Kent konseyinin kuruluş maksadına saygım var. Gelecekte daha da güçlenmesi muhtemel yerel yönetimlerde söz sahibi olmanın bir nebze hazırlığı.
Hepsi tamam.
Ancak STK'larımız gibi işlevselliği tartışmalı.
STK'lar bir nebze daha iyi, bağlı oldukları federatif yapılardan destek alıyorlar. Kent Konseyleri irat kaydedemez, harcama yapamazlar.
Ne yasa imkan veriyor ne bütçeleri var.
Bir diğer husus şu:
Diğer sivil oluşumlar ne yaptılar, yapıyorlar ki Kent Konseyi de yapsın.
Hangi bütçeyle?
Hangi yetkiyle?
Bu yüzden gereksiz bir tartışma başlatıldığı kanaatindeyim.
Memleketin sorunlarını çözecek havası estiriliyor.
Düşünen, fikir üreten, somut projeler öneren kişiler olmalı, itirazım yok.
Böyle değilse böyleleri olsun, eyvallah. Ancak gücü, imkanı, yetkisi unutulmamalı.

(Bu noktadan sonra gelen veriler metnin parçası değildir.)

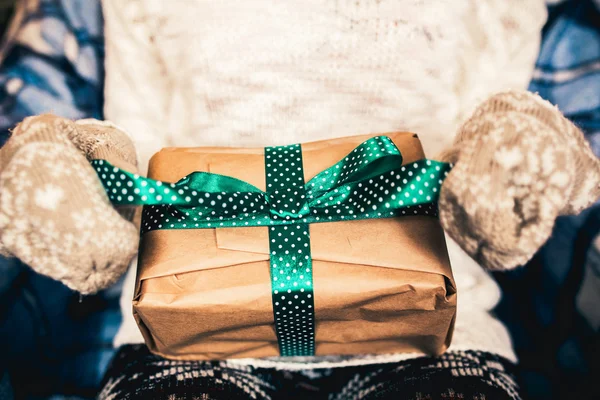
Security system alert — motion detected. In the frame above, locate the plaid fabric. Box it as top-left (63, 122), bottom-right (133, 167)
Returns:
top-left (496, 0), bottom-right (600, 400)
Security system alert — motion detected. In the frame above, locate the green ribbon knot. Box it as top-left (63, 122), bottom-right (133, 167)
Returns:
top-left (92, 136), bottom-right (452, 356)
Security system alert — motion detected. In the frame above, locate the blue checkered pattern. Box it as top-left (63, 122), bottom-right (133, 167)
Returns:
top-left (496, 0), bottom-right (600, 400)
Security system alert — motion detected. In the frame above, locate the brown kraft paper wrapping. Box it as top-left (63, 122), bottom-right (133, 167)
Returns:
top-left (133, 132), bottom-right (456, 360)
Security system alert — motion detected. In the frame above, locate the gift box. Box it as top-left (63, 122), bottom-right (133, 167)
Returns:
top-left (97, 132), bottom-right (456, 360)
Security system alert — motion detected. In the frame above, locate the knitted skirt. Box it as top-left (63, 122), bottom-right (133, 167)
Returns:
top-left (98, 345), bottom-right (521, 400)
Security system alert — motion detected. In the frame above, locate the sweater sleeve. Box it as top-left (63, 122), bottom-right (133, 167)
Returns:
top-left (102, 0), bottom-right (170, 173)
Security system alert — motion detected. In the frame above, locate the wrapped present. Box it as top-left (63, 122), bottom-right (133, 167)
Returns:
top-left (94, 132), bottom-right (456, 360)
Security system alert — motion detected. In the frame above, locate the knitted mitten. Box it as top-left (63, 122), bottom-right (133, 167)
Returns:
top-left (439, 92), bottom-right (600, 269)
top-left (0, 114), bottom-right (138, 294)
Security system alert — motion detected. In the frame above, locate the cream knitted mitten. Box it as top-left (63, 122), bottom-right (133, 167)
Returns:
top-left (439, 92), bottom-right (600, 269)
top-left (0, 92), bottom-right (600, 293)
top-left (0, 114), bottom-right (138, 294)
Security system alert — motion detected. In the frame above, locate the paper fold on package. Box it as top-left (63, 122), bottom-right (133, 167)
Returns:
top-left (133, 132), bottom-right (456, 360)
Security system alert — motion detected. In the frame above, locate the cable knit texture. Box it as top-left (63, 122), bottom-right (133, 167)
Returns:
top-left (103, 0), bottom-right (546, 368)
top-left (0, 115), bottom-right (138, 293)
top-left (439, 92), bottom-right (600, 269)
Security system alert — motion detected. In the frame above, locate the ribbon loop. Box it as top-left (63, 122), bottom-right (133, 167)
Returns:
top-left (92, 136), bottom-right (451, 356)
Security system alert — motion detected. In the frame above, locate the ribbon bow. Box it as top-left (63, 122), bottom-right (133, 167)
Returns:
top-left (92, 136), bottom-right (451, 233)
top-left (92, 136), bottom-right (451, 356)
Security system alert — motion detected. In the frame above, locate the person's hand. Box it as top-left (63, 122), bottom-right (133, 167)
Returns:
top-left (439, 91), bottom-right (600, 269)
top-left (0, 114), bottom-right (139, 294)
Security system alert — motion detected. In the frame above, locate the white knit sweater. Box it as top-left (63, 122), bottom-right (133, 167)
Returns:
top-left (103, 0), bottom-right (546, 368)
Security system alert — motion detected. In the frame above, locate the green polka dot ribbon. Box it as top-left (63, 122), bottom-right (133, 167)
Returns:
top-left (92, 136), bottom-right (452, 356)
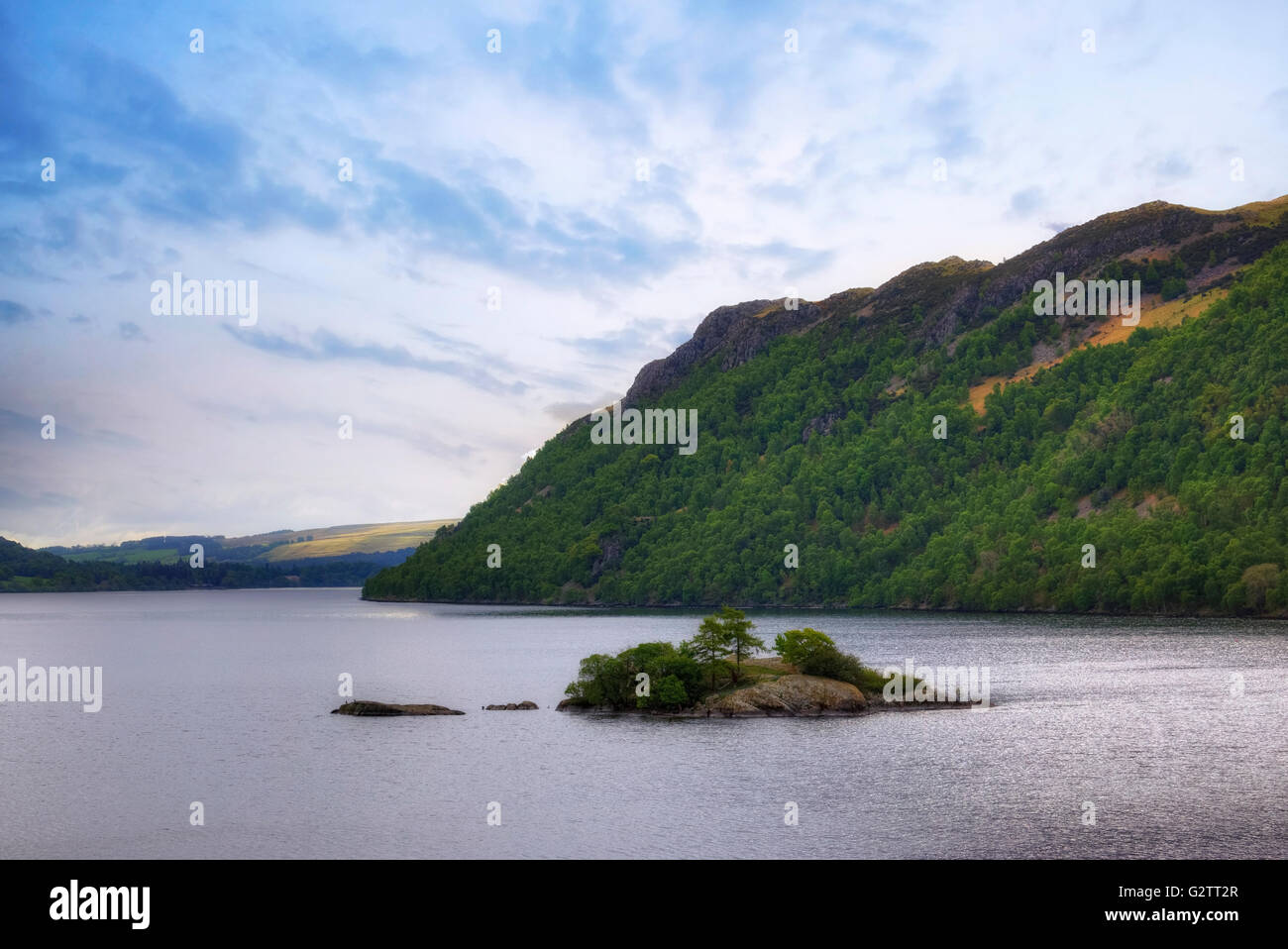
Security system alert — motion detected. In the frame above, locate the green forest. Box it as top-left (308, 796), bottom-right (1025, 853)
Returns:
top-left (364, 237), bottom-right (1288, 614)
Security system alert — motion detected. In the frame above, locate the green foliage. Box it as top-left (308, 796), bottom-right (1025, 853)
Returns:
top-left (774, 626), bottom-right (836, 669)
top-left (682, 606), bottom-right (765, 687)
top-left (564, 643), bottom-right (707, 708)
top-left (365, 238), bottom-right (1288, 615)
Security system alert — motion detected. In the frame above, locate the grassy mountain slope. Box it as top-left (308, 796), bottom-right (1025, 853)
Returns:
top-left (44, 520), bottom-right (455, 564)
top-left (365, 198), bottom-right (1288, 613)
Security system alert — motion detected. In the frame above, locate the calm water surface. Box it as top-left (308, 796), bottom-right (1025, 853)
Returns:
top-left (0, 589), bottom-right (1288, 858)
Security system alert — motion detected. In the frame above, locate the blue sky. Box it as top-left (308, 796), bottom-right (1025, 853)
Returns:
top-left (0, 3), bottom-right (1288, 544)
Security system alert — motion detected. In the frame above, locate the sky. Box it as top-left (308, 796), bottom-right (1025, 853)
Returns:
top-left (0, 0), bottom-right (1288, 546)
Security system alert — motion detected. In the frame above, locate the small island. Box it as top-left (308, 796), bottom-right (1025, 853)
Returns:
top-left (331, 699), bottom-right (465, 716)
top-left (557, 606), bottom-right (973, 718)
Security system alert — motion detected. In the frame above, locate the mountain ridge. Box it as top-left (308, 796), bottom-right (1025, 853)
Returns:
top-left (364, 198), bottom-right (1288, 615)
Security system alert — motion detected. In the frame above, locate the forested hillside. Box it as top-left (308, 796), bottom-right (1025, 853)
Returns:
top-left (365, 199), bottom-right (1288, 613)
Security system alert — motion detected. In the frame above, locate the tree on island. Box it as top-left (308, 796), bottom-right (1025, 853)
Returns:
top-left (682, 606), bottom-right (765, 691)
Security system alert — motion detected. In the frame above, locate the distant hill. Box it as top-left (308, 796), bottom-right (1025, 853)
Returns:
top-left (364, 196), bottom-right (1288, 615)
top-left (0, 537), bottom-right (412, 593)
top-left (43, 519), bottom-right (455, 567)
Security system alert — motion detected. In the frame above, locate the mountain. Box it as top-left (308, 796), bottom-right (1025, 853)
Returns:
top-left (0, 537), bottom-right (406, 593)
top-left (43, 520), bottom-right (454, 567)
top-left (364, 196), bottom-right (1288, 614)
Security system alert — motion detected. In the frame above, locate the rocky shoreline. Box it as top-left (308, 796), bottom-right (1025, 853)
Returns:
top-left (331, 699), bottom-right (465, 717)
top-left (555, 675), bottom-right (975, 718)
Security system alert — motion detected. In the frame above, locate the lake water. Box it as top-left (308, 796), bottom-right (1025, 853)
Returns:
top-left (0, 589), bottom-right (1288, 859)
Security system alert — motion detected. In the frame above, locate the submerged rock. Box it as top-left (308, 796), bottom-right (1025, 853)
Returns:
top-left (331, 699), bottom-right (465, 714)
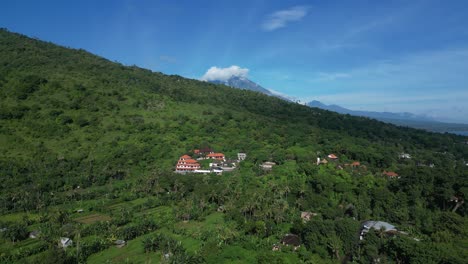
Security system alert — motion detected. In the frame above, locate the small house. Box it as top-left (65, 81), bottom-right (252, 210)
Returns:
top-left (359, 221), bottom-right (398, 240)
top-left (399, 153), bottom-right (411, 159)
top-left (206, 153), bottom-right (226, 160)
top-left (29, 230), bottom-right (41, 239)
top-left (196, 148), bottom-right (214, 155)
top-left (237, 152), bottom-right (247, 161)
top-left (114, 239), bottom-right (127, 248)
top-left (176, 155), bottom-right (200, 173)
top-left (260, 161), bottom-right (276, 170)
top-left (59, 237), bottom-right (73, 248)
top-left (382, 171), bottom-right (400, 179)
top-left (281, 234), bottom-right (301, 250)
top-left (301, 212), bottom-right (317, 223)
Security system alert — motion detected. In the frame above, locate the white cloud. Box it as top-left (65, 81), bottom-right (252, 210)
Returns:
top-left (159, 55), bottom-right (177, 64)
top-left (316, 72), bottom-right (351, 81)
top-left (201, 65), bottom-right (249, 81)
top-left (262, 6), bottom-right (309, 31)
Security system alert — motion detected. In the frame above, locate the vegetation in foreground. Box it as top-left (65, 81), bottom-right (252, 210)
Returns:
top-left (0, 27), bottom-right (468, 263)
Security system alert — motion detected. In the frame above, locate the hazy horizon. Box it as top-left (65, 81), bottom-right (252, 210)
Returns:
top-left (0, 1), bottom-right (468, 123)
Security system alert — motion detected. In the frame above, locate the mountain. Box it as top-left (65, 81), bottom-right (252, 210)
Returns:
top-left (306, 100), bottom-right (468, 135)
top-left (209, 76), bottom-right (274, 96)
top-left (307, 100), bottom-right (435, 122)
top-left (0, 29), bottom-right (468, 263)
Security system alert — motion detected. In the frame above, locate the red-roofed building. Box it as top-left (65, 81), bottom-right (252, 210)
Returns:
top-left (382, 171), bottom-right (399, 178)
top-left (176, 155), bottom-right (200, 172)
top-left (206, 153), bottom-right (226, 160)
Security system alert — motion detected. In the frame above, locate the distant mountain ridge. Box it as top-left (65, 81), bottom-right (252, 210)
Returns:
top-left (209, 76), bottom-right (274, 96)
top-left (307, 100), bottom-right (437, 122)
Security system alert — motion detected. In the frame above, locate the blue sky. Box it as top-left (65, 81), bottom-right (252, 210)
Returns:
top-left (0, 0), bottom-right (468, 123)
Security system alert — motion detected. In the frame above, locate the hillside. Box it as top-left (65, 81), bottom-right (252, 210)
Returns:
top-left (307, 101), bottom-right (468, 135)
top-left (0, 27), bottom-right (468, 263)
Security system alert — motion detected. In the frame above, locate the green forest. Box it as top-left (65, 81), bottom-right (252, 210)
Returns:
top-left (0, 29), bottom-right (468, 263)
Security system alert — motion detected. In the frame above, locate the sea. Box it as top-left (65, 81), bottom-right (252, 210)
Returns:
top-left (447, 131), bottom-right (468, 136)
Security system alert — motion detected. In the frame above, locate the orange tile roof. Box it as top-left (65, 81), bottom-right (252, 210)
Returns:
top-left (383, 171), bottom-right (398, 177)
top-left (206, 153), bottom-right (224, 157)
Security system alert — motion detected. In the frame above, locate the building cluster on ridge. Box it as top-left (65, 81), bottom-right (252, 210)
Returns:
top-left (175, 148), bottom-right (247, 174)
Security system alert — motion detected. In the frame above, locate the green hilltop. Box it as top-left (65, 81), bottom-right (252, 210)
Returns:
top-left (0, 29), bottom-right (468, 263)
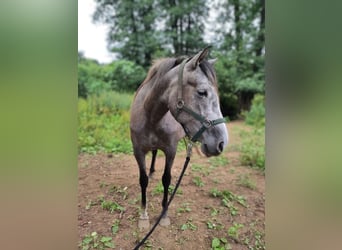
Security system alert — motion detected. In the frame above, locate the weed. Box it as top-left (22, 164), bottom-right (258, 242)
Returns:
top-left (108, 185), bottom-right (128, 200)
top-left (111, 220), bottom-right (120, 235)
top-left (210, 188), bottom-right (247, 216)
top-left (192, 176), bottom-right (204, 187)
top-left (211, 237), bottom-right (232, 250)
top-left (237, 174), bottom-right (256, 190)
top-left (152, 181), bottom-right (183, 195)
top-left (209, 155), bottom-right (229, 168)
top-left (206, 220), bottom-right (224, 230)
top-left (100, 181), bottom-right (108, 188)
top-left (100, 198), bottom-right (125, 213)
top-left (240, 128), bottom-right (265, 170)
top-left (227, 222), bottom-right (244, 241)
top-left (210, 207), bottom-right (220, 216)
top-left (181, 218), bottom-right (197, 231)
top-left (78, 92), bottom-right (133, 154)
top-left (177, 202), bottom-right (191, 213)
top-left (80, 232), bottom-right (115, 250)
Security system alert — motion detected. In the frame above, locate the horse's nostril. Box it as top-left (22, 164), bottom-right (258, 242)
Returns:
top-left (217, 141), bottom-right (224, 153)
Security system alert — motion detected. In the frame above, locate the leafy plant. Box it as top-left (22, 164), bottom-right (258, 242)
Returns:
top-left (207, 220), bottom-right (224, 230)
top-left (80, 232), bottom-right (115, 250)
top-left (227, 222), bottom-right (244, 240)
top-left (240, 128), bottom-right (265, 170)
top-left (177, 202), bottom-right (191, 213)
top-left (210, 188), bottom-right (247, 216)
top-left (192, 176), bottom-right (204, 187)
top-left (78, 92), bottom-right (133, 153)
top-left (211, 237), bottom-right (232, 250)
top-left (181, 219), bottom-right (197, 231)
top-left (111, 220), bottom-right (120, 235)
top-left (152, 181), bottom-right (183, 195)
top-left (209, 155), bottom-right (229, 167)
top-left (244, 94), bottom-right (265, 127)
top-left (237, 174), bottom-right (256, 190)
top-left (100, 198), bottom-right (125, 213)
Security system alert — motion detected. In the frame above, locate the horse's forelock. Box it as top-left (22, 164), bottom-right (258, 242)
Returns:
top-left (199, 60), bottom-right (217, 87)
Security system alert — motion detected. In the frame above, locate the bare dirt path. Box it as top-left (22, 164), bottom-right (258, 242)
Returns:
top-left (78, 121), bottom-right (265, 250)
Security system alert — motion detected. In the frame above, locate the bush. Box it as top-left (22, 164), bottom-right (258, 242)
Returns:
top-left (244, 94), bottom-right (265, 127)
top-left (78, 92), bottom-right (133, 153)
top-left (240, 128), bottom-right (265, 170)
top-left (104, 60), bottom-right (146, 92)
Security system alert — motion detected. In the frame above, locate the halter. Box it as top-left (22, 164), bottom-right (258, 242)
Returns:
top-left (176, 59), bottom-right (226, 142)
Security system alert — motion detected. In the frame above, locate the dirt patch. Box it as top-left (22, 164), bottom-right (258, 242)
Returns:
top-left (78, 122), bottom-right (265, 250)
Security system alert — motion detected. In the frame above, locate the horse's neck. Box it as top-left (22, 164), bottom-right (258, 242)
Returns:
top-left (144, 76), bottom-right (170, 125)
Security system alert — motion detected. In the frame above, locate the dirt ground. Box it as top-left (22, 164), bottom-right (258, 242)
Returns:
top-left (78, 121), bottom-right (265, 250)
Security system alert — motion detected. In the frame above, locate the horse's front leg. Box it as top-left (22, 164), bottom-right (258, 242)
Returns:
top-left (134, 150), bottom-right (150, 229)
top-left (159, 151), bottom-right (176, 226)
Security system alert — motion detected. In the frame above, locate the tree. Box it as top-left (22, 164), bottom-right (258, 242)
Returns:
top-left (93, 0), bottom-right (160, 67)
top-left (216, 0), bottom-right (265, 112)
top-left (159, 0), bottom-right (209, 55)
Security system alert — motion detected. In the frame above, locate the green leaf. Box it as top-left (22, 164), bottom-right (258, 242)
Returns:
top-left (181, 224), bottom-right (188, 231)
top-left (100, 236), bottom-right (112, 243)
top-left (211, 238), bottom-right (221, 248)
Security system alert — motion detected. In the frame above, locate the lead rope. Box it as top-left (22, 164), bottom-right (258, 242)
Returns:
top-left (134, 141), bottom-right (192, 250)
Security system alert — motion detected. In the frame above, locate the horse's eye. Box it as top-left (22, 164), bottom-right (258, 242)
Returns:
top-left (197, 89), bottom-right (208, 97)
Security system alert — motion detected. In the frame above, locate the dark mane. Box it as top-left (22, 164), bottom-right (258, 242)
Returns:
top-left (199, 60), bottom-right (217, 86)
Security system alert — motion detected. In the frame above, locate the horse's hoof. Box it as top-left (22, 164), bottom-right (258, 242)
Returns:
top-left (159, 217), bottom-right (171, 227)
top-left (138, 219), bottom-right (150, 230)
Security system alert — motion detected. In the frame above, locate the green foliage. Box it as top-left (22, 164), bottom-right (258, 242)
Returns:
top-left (100, 198), bottom-right (125, 213)
top-left (244, 94), bottom-right (265, 127)
top-left (78, 92), bottom-right (132, 153)
top-left (80, 232), bottom-right (115, 250)
top-left (192, 176), bottom-right (204, 187)
top-left (211, 237), bottom-right (232, 250)
top-left (78, 57), bottom-right (146, 98)
top-left (210, 188), bottom-right (247, 216)
top-left (227, 222), bottom-right (244, 240)
top-left (240, 127), bottom-right (265, 170)
top-left (181, 218), bottom-right (197, 231)
top-left (103, 60), bottom-right (146, 92)
top-left (78, 58), bottom-right (110, 98)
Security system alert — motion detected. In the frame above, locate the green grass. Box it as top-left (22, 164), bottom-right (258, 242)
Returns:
top-left (79, 232), bottom-right (115, 250)
top-left (240, 128), bottom-right (265, 170)
top-left (78, 92), bottom-right (133, 154)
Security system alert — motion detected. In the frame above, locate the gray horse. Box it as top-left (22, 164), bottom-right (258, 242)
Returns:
top-left (130, 48), bottom-right (228, 229)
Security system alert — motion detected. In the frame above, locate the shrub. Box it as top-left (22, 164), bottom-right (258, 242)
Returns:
top-left (240, 128), bottom-right (265, 170)
top-left (78, 92), bottom-right (132, 153)
top-left (244, 94), bottom-right (265, 127)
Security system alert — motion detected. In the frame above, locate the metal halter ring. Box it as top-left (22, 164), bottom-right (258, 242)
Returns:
top-left (202, 119), bottom-right (213, 128)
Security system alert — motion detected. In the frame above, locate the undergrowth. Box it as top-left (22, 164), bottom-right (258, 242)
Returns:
top-left (78, 92), bottom-right (133, 153)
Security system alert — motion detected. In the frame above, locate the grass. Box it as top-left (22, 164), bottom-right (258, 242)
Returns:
top-left (192, 176), bottom-right (204, 187)
top-left (237, 174), bottom-right (256, 190)
top-left (240, 128), bottom-right (265, 171)
top-left (100, 198), bottom-right (125, 213)
top-left (78, 92), bottom-right (133, 154)
top-left (210, 188), bottom-right (247, 216)
top-left (152, 181), bottom-right (183, 195)
top-left (79, 232), bottom-right (115, 250)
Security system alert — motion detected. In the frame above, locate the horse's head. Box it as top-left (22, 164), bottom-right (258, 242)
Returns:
top-left (169, 48), bottom-right (228, 157)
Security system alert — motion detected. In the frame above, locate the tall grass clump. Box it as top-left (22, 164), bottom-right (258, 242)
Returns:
top-left (244, 94), bottom-right (265, 127)
top-left (240, 94), bottom-right (265, 170)
top-left (78, 92), bottom-right (133, 153)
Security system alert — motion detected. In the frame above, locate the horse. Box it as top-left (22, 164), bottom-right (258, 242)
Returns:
top-left (130, 48), bottom-right (228, 229)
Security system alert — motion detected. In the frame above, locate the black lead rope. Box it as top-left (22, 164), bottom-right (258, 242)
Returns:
top-left (134, 142), bottom-right (192, 250)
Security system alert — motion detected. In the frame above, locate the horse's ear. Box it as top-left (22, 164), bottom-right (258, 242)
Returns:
top-left (187, 47), bottom-right (209, 69)
top-left (208, 58), bottom-right (217, 66)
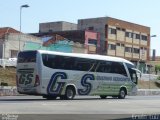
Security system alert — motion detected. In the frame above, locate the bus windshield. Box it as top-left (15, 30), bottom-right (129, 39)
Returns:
top-left (18, 51), bottom-right (37, 63)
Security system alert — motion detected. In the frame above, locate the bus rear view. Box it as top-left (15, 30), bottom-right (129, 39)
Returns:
top-left (16, 51), bottom-right (40, 95)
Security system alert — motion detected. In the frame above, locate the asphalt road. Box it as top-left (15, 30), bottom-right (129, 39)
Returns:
top-left (0, 96), bottom-right (160, 120)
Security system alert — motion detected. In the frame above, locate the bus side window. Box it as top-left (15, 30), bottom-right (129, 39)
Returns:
top-left (112, 62), bottom-right (127, 76)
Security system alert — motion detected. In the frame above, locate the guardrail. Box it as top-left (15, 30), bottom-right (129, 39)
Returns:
top-left (0, 59), bottom-right (17, 68)
top-left (0, 86), bottom-right (160, 96)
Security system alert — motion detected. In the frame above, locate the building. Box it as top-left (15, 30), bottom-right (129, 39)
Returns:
top-left (0, 27), bottom-right (42, 59)
top-left (32, 30), bottom-right (100, 54)
top-left (78, 17), bottom-right (150, 71)
top-left (39, 21), bottom-right (77, 33)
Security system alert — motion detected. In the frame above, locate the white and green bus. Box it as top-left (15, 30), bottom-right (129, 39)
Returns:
top-left (16, 50), bottom-right (138, 99)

Ben bu şehrin yirmi yıl sonrasının planlamasına hazır olduğuna inanmıyorum.
İstiyorum, ancak hazır değil. Hazır değiliz.
Kaldi ki bir çok husus da gerek de yok. Öncelikli, acil sorunlarımız var; hemen ele almalı, hemen çözmeli.
Çevre, kültür, sanat gibi hususlar uzun yıllara sarı planlanabilir.
Özetle; görev alanlara da alacaklara da haksızlık etmeyelim.